Nomignoli, animali domestici, parolacce e altro ancora: tutti li usano, ma sono il modo più rapido per farsi hackerare.
Scegliere una password è un esercizio di equilibrio tra le varie esigenze: è infatti necessario fare in modo che essa sia sicura (ossia non la si possa indovinare facilmente) e al tempo stesso facilmente memorizzabile, ma è anche bene che non sia troppo corta, caratteristica che faciliterebbe il lavoro dei metodi a forza bruta.
Sappiamo d’altra parte che spesso queste esigenze non vengono rispettate: è fin troppo tristemente noto il fatto che le password più adoperate sono estremamente banali e variano da qwerty a 123456, passando per l’evergreen password e il ripetitivo 1111111. D’altra parte ci sono anche altre scelte che, quando si sta per adottare una password, è bene non fare.
Dojo, azienda che si occupa della gestione di sistemi di pagamento tramite carta, ha di recente condotto un’analisi su dati forniti dal britannico National Cyber Security Centre e ha stilato una lista delle 20 categorie di password peggiori: sono quelle cui più spesso ricorrono gli utenti che devono inventare una password ma sono anche quelle che più facilmente vengono compromesse.
Dallo studio, che ha coinvolto l’esame di oltre 100.000 “esemplari”, è emerso che il tipo di password peggiore è quello che si basa sui nomi degli animali domestici e sui nomignoli affettuosi: se abbiamo l’abitudine di rispondere a chi ci chiama TrottolinoAmoroso, magari usare quel vezzeggiativo per comporre la propria password di Facebook non è una buona idea, nemmeno trasformandola in TrottolinoAmoroso63!.

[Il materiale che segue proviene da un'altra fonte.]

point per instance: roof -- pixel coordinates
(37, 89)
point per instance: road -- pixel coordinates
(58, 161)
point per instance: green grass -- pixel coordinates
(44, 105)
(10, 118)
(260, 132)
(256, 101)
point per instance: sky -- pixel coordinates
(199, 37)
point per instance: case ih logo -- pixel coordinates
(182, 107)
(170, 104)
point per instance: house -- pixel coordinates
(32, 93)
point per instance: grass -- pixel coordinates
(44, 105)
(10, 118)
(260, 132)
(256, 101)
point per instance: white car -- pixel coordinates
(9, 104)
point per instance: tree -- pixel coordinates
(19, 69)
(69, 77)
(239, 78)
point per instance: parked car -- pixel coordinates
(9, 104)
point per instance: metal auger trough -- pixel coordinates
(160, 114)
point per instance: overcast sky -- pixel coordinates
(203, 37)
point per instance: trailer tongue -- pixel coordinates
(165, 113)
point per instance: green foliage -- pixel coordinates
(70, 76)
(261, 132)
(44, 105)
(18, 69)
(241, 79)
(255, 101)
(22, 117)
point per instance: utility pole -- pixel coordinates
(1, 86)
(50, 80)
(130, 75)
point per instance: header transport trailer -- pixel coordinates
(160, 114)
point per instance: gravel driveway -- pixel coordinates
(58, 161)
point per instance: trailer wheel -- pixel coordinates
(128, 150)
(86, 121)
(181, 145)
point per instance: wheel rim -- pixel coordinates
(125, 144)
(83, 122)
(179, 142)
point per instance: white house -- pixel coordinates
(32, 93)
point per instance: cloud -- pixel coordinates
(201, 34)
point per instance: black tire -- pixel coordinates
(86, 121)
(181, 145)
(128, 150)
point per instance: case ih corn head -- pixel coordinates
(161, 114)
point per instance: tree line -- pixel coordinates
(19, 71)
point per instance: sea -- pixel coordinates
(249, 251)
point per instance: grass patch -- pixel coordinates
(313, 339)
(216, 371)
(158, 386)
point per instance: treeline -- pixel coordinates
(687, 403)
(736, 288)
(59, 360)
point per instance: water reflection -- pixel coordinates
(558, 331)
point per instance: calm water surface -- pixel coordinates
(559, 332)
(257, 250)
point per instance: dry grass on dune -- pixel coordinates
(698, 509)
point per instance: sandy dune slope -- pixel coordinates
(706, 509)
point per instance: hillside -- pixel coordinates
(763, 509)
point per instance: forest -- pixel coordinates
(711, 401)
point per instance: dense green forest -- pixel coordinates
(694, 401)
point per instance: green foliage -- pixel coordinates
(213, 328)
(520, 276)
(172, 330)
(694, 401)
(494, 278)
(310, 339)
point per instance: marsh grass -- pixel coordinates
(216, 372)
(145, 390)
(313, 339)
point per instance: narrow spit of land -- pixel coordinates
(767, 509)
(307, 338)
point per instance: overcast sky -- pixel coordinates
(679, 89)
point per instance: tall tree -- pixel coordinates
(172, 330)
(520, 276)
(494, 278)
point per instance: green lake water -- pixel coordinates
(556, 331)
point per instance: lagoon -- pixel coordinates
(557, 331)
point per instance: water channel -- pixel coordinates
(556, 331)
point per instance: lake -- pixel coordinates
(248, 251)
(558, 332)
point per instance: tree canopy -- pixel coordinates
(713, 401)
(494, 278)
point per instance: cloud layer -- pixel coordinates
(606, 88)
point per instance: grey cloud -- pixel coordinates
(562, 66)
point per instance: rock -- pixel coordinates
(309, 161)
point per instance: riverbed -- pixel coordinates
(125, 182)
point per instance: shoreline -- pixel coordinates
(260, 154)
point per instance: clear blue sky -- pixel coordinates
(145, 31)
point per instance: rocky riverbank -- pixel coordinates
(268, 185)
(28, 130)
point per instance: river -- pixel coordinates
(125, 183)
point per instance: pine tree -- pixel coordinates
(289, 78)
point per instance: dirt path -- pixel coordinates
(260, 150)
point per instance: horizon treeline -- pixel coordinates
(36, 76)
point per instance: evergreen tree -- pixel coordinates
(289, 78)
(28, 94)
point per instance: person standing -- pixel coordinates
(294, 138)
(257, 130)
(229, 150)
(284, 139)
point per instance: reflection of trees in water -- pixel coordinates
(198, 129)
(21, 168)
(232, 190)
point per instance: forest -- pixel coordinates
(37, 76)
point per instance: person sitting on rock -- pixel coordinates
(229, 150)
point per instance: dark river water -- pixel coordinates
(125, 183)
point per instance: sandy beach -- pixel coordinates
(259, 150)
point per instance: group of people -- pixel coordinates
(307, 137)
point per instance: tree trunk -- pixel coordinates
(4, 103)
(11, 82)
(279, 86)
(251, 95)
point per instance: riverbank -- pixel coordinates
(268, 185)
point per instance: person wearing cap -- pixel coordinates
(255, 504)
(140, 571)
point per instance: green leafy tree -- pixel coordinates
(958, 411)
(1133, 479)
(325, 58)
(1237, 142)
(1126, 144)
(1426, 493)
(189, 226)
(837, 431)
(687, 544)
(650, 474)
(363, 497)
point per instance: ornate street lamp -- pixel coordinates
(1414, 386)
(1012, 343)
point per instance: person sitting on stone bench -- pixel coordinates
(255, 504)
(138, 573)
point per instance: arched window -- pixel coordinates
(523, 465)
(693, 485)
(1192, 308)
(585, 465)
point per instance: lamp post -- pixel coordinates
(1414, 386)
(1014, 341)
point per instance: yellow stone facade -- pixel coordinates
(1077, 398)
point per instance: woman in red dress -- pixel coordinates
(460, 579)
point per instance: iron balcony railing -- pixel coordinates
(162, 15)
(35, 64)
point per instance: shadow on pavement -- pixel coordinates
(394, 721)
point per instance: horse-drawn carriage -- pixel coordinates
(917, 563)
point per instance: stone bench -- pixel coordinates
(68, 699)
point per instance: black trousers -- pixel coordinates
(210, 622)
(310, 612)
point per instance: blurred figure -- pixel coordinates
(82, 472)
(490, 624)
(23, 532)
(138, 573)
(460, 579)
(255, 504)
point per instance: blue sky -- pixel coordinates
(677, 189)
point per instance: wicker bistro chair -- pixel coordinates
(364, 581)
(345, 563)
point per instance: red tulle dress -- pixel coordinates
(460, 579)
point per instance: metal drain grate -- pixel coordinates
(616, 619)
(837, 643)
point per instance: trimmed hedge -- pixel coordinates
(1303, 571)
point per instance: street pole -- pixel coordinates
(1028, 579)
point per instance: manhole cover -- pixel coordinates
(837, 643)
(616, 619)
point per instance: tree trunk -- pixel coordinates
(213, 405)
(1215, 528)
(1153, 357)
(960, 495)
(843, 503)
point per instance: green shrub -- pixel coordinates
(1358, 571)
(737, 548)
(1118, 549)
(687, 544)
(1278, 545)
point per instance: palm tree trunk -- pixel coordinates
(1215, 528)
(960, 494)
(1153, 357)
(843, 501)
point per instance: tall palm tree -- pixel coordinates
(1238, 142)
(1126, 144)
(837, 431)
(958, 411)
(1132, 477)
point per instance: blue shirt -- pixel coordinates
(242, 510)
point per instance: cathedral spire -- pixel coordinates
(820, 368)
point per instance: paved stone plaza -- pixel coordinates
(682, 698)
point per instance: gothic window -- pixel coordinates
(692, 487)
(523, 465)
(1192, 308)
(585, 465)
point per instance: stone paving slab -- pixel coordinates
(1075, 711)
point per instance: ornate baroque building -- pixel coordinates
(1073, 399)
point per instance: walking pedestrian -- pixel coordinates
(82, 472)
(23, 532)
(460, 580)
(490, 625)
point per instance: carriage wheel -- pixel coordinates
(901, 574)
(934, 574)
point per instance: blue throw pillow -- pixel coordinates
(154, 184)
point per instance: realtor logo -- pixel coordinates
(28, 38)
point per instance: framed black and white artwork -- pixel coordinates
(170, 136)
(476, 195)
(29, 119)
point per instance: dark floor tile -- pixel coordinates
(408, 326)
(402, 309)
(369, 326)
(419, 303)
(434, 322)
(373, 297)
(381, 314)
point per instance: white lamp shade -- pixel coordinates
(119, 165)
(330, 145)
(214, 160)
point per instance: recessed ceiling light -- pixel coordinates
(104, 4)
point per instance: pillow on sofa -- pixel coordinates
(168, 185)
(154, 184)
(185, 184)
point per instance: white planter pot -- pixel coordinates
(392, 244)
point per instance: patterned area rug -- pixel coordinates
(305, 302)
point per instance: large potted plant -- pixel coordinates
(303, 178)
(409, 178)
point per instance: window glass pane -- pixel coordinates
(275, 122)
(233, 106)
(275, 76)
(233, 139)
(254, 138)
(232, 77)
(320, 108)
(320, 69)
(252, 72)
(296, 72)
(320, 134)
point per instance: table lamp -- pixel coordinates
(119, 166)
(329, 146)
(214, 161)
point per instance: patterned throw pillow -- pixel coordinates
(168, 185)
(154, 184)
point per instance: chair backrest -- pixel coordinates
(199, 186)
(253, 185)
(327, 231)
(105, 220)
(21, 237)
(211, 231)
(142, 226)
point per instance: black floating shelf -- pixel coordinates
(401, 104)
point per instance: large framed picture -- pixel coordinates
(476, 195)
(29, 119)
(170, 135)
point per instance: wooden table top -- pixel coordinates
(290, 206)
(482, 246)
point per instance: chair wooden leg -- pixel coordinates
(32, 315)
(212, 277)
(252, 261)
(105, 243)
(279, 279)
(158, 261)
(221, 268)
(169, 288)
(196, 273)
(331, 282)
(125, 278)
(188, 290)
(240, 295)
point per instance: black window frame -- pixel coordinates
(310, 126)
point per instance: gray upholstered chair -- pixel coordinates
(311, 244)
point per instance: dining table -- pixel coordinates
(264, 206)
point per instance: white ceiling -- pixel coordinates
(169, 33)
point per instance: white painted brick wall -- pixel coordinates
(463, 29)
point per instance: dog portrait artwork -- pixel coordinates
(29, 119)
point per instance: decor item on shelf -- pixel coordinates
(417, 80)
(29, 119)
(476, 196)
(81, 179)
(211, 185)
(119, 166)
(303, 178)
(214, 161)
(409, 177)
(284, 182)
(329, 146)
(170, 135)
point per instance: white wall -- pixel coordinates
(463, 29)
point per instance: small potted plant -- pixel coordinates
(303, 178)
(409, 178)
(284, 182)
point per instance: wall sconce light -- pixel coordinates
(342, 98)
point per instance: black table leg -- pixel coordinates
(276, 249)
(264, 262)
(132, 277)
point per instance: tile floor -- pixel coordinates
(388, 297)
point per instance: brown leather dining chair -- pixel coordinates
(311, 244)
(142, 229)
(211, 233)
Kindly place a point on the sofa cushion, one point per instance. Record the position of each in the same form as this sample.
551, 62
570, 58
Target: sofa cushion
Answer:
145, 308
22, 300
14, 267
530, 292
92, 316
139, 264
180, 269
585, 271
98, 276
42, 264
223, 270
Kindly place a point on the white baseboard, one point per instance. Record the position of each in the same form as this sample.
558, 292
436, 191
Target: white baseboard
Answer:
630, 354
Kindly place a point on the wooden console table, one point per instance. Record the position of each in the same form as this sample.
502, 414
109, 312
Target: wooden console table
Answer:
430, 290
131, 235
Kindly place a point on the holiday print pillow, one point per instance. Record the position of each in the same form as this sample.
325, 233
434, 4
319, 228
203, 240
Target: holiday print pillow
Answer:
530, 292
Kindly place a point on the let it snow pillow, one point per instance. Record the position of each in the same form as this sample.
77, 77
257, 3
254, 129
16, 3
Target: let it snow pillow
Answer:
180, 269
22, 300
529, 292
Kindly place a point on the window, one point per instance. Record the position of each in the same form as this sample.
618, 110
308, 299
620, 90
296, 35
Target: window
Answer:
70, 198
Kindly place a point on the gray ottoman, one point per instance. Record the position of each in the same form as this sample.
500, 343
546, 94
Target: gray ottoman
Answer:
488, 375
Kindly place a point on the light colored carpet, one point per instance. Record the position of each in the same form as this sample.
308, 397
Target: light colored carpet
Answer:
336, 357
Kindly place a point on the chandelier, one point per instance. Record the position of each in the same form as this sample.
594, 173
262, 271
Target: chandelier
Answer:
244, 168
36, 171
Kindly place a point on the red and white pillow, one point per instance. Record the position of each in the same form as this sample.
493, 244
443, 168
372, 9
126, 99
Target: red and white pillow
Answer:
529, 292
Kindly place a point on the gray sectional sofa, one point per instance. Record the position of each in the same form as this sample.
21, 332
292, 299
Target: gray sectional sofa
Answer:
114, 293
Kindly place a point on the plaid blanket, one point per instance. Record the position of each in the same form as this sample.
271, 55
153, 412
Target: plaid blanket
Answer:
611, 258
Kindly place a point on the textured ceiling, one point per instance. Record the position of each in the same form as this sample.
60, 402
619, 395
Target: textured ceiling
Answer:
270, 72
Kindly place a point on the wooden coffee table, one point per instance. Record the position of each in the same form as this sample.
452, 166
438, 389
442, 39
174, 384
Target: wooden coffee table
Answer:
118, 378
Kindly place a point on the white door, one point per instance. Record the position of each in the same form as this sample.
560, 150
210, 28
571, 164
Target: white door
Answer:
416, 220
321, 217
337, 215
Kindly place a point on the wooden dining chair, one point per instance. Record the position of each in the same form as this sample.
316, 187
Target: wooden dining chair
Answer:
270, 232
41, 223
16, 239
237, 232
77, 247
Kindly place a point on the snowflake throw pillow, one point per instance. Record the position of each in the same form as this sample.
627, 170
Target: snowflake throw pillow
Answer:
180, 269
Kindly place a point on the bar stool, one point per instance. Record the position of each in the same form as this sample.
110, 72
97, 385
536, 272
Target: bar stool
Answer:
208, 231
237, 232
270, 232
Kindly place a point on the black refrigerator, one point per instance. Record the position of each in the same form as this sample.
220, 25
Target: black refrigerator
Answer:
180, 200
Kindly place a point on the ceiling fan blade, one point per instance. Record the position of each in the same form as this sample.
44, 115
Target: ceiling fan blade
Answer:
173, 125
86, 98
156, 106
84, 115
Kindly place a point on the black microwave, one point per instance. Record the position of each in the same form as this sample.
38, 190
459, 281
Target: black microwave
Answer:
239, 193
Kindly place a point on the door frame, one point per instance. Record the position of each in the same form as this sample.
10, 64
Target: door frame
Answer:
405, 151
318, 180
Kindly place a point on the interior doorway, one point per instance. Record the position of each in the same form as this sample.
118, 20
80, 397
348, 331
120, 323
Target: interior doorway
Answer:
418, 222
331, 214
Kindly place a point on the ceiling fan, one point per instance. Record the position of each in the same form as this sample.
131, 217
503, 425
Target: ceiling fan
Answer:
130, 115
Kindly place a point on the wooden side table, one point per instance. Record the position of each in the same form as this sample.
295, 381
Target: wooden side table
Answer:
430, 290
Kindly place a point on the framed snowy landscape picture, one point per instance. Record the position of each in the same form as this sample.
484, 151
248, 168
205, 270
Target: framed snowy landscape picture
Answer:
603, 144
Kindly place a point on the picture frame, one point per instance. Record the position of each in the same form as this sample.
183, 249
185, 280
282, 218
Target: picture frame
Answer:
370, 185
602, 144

Al secondo posto della classifica delle scelte peggiori ci sono i nomi di persona, facili da ricordare ma altrettanto facili da indovinare; pare che nel Regno Unito, per esempio, vada particolarmente di moda adoperare Sam, che ha quindi la sua parte di responsabilità nelle violazioni.
Poi ci sono i nomi di animale generici, come gatto o cane, le emozioni, i cibi, i colori, le parolacce e via di seguito: l’intera lista è disponibile sul sito di Dojo, accompagnata dal numero di danni che la scelta di queste categorie di parole hanno fatto per quanto riguarda gli account violati.
È peraltro interessante notare come l’elenco comprenda anche, al penultimo posto, la categoria social media: verrebbe da dire che chiunque scelga Facebook come password per accedere a Facebook stia andando consapevolmente in cerca di guai e si meriti di ritrovarsi l’account violato.
Dipinta così, la situazione complessiva sembra senza uscita: non c’è davvero nulla che vada bene per formare una password? Non esattamente: si può per esempio affidarsi a un gestore di password, indipendente o integrato nel browser (come offrono per esempio Vivaldi o Chrome), capace di suggerire password sicure che non è importante riuscire a tenere a memoria. Basta infatti ricordarsi l’unica password che consente di accedere a tutte quelle salvate, e concentrarsi nel fare in modo che quella sia equilibrata.
Oppure si può seguire la sempre valida raccomandazione di Xkcd: una password lunga, anche se composta da parole facilmente indovinabili, mette in crisi anche il più avanzato dei computer moderni che non riuscirà mai a indovinarla in tempo utile.